Stephen Arthur --  interview Feb. 27, 2004:     "I made Tran Scan in such a laborious way because there seemed to be no better way for me to make a film like this.  It had to be shot in very high resolution and then cropped down to DVD size, in order to create the telescopic, super-telephoto, squashed perspective and the apparent slowing down of the 6,000 km/h time-lapse speed.  In order to then track a background point from frame to frame through the extremely unstable framing, it made little difference whether I shot it with a still camera or a 35mm movie camera.  My budget could handle a high-resolution digital still camera, especially since it went straight to digital, where the whole film was created as a handmade effect in Adobe After Effects. The film is made from 5000 sequential photos (10 fps) from a two week trip with no retakes, and took over 4,000 person-hours to make the film, about 18 months full time altogether, at a true cost of over $105,000 for eight minutes of screen time. I'm generally known as an experimental animator, but that term seems to be the kiss of death for reaching a market, so I try to emphasize that it is in fact an animated documentary."

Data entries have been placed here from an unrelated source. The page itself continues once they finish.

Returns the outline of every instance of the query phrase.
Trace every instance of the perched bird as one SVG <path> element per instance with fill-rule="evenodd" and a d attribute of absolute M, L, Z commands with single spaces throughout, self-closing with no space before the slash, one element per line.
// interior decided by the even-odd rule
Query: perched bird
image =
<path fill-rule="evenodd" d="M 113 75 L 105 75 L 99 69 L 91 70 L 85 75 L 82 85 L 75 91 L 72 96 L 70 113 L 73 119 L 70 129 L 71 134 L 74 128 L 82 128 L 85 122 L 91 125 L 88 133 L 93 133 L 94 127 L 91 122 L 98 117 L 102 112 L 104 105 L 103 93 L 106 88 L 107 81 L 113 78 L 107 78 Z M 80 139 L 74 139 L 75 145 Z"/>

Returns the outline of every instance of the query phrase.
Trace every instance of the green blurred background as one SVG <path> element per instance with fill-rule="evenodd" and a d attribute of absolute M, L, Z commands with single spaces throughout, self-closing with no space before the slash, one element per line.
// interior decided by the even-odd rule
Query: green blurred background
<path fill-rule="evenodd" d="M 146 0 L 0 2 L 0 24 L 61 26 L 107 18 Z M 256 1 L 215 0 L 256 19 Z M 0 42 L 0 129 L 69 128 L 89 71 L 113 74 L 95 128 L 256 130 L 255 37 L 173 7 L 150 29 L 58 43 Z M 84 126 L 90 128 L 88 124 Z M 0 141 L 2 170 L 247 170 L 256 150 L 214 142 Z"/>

For further information see:

PDF document: The original proposal for the production grant
(what was supposed to happen)

PDF document: Final report to the Canada Council
(what actually happened)


BONUS "SECRET": The distant foghorn heard in the opening and closing is playing the first four notes of "O Canada" (the national anthem).  The continuous synchronized sound track is also playing these same intervals.